Joe lavora con Leslie sulla chiatta ereditata da Ella, moglie di quest'ultimo. Trasportano antracite sul fiume Clyde. Siamo a Glasgow negli anni Cinquanta. Cullato dall'acqua grigio liquido del canale il cadavere di una donna sbatte sulla chiglia della chiatta ad interrompere le occupazioni quotidiane dei due uomini di Ella, il suo gridare al figlio Jim, il suo stendere i panni e pelare patate lasciandole cadere in un secchio, seduta su uno sgabello, con le grosse ginocchia scoperte dal vestito troppo stretto, troppe volte lavato, una chiazza umidiccia sotto le ascelle. La carne florida delle cosce bianche della donna senza vita distesa nell'acqua aggancia improvvisamente l'attenzione di Joe spostandola sull'altra donna, quella con cui da tempo condivide lo spazio quotidiano. Ella accende i sensi di Joe, li evidenzia ad uno ad uno offrendogli una percezione del reale ingigantita, focalizzata sui dettagli. Quegli stessi sensi, tuttavia, presentano una percezione della realtà limitata al momento, ingannevole perché non definitiva, e comunque non oggettiva ma solo una delle sue possibili facce. Così è la morte della donna che fluttua abbandonata alla corrente del canale. In un primo momento il suo corpo senza vita è percepito dal narratore come una creatura acquatica, bella nel suo donarsi all'acqua e nel pallore, le gambe cullate dalla corrente una sorte di pistillo emergente dal petalo della sottoveste intrisa che si apre e si appoggia sulla sua carne priva di volontà, poi, quando quello stesso corpo sbatte contro il ventre della chiatta, ecco la morte presentarsi in tutta la sua oscenità. Ed ecco che i sensi di poco prima la catturano in un modo diverso. La narrazione si apre con una considerazione sulla limitazione della lingua, i codici che intrappolano ciò che non può essere intrappolato: l'io.
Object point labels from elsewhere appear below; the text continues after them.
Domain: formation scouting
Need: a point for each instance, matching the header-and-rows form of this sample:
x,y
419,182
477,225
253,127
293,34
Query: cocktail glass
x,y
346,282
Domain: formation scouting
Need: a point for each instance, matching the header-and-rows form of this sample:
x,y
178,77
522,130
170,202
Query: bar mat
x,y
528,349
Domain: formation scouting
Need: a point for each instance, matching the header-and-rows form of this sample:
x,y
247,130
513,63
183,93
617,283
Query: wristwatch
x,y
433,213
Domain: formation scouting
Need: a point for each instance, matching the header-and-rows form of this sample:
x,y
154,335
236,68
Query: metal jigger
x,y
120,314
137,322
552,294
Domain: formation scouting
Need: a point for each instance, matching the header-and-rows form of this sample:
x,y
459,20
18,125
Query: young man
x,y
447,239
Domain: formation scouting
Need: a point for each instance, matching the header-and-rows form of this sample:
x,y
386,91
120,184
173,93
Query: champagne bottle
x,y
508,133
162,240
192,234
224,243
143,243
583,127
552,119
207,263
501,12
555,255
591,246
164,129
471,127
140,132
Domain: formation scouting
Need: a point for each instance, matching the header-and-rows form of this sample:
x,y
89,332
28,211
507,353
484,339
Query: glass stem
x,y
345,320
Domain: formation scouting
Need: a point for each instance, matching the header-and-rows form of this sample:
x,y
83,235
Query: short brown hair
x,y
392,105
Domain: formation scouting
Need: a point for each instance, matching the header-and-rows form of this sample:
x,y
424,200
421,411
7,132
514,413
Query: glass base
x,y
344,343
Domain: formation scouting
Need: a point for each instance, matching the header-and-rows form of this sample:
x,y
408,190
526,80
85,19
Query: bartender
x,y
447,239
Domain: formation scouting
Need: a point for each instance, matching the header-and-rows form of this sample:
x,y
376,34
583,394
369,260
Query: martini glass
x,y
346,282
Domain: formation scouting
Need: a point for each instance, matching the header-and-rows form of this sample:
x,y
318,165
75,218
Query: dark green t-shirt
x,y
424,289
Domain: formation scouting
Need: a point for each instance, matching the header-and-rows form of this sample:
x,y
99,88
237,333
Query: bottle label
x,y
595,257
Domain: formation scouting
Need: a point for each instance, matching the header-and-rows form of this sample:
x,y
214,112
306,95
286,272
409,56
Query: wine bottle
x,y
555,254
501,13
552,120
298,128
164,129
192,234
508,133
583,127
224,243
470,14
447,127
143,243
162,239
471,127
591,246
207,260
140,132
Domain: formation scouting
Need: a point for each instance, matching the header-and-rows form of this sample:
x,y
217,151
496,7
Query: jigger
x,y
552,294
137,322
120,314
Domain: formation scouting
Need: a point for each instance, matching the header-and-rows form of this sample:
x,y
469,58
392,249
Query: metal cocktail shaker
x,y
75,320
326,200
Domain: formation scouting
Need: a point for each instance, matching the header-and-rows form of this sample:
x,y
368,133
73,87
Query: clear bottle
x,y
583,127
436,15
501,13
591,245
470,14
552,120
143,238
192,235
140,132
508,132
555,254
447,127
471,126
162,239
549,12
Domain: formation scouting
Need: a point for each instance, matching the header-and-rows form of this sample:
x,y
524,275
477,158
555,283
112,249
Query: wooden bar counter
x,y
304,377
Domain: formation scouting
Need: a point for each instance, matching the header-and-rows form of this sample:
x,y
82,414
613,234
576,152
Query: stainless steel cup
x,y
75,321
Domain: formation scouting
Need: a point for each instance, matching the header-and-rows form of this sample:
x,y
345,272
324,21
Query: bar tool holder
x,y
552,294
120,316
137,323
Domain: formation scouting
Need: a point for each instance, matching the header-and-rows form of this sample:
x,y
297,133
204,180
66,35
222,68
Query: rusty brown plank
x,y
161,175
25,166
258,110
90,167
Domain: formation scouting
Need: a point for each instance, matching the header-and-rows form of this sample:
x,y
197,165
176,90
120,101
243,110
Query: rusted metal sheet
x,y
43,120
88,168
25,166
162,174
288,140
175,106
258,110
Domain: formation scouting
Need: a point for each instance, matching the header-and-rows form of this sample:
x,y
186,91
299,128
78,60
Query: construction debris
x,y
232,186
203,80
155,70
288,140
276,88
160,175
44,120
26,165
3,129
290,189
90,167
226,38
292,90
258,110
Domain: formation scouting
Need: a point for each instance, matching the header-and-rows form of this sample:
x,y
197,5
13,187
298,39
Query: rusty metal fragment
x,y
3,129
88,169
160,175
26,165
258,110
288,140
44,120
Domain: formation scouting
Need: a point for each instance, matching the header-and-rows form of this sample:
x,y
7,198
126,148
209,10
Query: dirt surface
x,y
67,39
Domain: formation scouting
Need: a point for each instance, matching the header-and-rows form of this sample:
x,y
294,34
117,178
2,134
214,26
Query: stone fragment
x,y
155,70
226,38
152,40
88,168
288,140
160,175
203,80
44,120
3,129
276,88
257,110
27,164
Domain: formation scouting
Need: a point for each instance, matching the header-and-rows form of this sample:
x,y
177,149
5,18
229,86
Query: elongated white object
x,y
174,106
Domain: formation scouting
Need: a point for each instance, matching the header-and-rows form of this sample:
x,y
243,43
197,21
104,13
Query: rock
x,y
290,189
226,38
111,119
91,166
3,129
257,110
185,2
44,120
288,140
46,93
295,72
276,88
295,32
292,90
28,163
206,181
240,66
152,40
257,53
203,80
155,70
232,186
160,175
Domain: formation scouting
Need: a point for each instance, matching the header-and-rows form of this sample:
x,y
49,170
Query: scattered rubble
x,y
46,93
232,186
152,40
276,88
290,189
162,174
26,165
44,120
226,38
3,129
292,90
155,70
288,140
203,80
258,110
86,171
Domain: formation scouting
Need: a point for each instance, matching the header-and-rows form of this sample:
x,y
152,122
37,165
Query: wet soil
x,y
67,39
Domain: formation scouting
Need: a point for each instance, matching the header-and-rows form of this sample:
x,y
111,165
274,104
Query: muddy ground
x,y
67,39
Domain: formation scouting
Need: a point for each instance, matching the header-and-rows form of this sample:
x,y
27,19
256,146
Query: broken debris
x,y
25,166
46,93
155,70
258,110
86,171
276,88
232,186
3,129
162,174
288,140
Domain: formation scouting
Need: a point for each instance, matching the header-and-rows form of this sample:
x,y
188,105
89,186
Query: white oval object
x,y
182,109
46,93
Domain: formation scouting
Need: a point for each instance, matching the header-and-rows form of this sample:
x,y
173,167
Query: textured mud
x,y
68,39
È l'io di Joe, che vola basso da terra, la tocca e risale, se ne pone fuori in modo spontaneo, guarda l'umano dall'esterno, poi si tuffa in esso e di nuovo se ne allontana. Protagonista del libro è l'io imprescindibile dai sensi, in essi impastato, aggrovigliato, e poi quell'altro io, quello che d'improvviso si pone fuori e guarda se stesso e tutto il resto da lontano. È il navigatore dello spazio interiore che si nutre di quei sensi e poi li analizza con lucida razionalità.
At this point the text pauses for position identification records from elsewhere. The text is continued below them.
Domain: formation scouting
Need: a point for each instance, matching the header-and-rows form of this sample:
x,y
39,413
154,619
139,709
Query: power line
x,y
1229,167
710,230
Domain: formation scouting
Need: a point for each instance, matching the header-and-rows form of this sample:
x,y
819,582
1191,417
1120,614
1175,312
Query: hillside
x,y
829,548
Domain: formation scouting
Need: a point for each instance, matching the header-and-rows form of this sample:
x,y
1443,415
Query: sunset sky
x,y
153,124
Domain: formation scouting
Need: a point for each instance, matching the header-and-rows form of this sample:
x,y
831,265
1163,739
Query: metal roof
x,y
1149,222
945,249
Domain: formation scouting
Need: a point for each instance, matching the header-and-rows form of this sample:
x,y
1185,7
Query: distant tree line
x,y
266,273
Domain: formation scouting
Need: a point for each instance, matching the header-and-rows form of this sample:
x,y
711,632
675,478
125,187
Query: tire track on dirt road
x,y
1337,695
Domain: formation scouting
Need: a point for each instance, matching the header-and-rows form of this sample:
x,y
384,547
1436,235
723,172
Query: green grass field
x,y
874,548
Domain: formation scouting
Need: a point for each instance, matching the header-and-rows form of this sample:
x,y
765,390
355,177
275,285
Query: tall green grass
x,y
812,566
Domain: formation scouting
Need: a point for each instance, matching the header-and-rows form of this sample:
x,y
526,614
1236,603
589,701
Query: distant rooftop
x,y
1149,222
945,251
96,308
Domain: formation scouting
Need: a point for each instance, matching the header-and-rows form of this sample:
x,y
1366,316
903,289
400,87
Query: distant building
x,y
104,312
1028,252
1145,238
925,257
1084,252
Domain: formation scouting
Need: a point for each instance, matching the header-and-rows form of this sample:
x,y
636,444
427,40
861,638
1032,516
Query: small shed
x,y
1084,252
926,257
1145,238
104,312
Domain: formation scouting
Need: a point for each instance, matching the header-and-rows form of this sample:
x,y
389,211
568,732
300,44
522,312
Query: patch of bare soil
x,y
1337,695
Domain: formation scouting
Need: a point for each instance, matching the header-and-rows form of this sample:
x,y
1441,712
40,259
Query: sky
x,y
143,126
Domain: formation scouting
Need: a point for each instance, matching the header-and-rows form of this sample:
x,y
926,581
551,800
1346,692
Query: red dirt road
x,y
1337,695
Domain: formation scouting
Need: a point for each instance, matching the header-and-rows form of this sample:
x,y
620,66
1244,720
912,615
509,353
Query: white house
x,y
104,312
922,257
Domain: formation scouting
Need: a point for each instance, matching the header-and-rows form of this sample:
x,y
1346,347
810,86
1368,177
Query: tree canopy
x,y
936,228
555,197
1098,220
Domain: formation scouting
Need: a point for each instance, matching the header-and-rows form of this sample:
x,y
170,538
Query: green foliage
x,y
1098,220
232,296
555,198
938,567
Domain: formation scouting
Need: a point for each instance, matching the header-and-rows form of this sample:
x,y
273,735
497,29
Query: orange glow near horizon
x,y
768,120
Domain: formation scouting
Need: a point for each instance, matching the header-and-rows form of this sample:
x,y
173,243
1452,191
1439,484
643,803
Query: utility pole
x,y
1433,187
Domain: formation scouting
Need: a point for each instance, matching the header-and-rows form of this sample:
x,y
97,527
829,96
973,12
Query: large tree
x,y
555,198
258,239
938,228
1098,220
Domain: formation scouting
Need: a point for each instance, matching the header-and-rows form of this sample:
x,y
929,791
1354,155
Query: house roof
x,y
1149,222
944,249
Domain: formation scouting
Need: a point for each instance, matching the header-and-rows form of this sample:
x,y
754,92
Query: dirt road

I sensi sono come il linguaggio, ognuno nella propria sfera limita la molteplicità del reale. Se apri gli occhi cogli la luce, i contorni, le ombre. Se li chiudi e tocchi quello stesso corpo che avevi definito con la vista, lo cogli nella sua materia e quella materia ti accende. Di tutti i sensi, il tatto, nel Giovane Adamo, è il senso principe.
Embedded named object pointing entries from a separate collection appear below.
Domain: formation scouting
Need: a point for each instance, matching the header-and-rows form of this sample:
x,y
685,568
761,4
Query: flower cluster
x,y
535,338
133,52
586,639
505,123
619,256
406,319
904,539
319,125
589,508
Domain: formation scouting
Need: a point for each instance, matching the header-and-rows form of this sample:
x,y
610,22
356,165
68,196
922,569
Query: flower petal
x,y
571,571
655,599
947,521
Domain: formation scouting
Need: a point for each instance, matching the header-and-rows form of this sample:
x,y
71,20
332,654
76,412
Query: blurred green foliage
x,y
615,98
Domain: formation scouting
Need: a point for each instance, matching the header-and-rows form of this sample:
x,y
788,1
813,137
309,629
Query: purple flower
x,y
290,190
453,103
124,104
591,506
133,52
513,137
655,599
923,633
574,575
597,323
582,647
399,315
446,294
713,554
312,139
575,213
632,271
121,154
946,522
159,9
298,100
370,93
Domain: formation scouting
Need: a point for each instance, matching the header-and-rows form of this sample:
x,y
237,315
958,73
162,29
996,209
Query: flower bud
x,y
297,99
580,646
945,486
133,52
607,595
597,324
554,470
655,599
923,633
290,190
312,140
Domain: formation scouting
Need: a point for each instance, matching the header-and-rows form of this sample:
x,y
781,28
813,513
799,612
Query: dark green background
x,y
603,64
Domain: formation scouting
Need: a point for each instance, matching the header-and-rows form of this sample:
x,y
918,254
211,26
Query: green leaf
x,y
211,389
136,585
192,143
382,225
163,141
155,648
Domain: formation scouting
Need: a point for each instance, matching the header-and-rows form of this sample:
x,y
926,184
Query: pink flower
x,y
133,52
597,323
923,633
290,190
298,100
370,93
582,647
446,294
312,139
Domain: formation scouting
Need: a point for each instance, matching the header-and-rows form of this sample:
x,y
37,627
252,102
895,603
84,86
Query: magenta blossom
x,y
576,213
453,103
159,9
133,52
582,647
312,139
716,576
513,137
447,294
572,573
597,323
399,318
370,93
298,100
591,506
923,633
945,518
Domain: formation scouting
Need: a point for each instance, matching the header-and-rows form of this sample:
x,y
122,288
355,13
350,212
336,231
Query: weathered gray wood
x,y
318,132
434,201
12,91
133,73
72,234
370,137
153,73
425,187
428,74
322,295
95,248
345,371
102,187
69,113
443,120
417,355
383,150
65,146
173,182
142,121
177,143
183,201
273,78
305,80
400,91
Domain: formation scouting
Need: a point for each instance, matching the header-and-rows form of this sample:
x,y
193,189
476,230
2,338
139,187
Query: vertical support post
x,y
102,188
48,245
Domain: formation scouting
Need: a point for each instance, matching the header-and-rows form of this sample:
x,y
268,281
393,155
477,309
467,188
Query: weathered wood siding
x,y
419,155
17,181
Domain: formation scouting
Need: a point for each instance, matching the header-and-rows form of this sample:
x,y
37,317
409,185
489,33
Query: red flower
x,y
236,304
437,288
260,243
Sin dalle prime righe il libro pianta nel lettore invisibili brulicanti radici capaci di catturarne e risvegliarne i sensi. Le parole sono le gocce di un rubinetto lasciato inavvertitamente aperto, da bere ad una ad una, passandosi la lingua sulle labbra. Il ritmo è quello del respiro umano in un crescendo regolare che a momenti sale e sale e poi scende e tutt'a un tratto si nasconde dietro la lucida analisi del protagonista-io narrante. D'improvviso Joe si distacca dal suo vissuto, si sdoppia, se ne pone fuori. Sono questi i momenti in cui lascia velocemente la sua fisicità per diventare cosmonauta dell'interiore. Ed ogni goccia che lascia cadere è bevuta avidamente e assaporata dal lettore, che non riesce a distaccarsene, al contrario, è in balia del vortice dei sensi e contemporaneamente strappato via da essi e trasportato in una dimensione limpida da cui osservarli.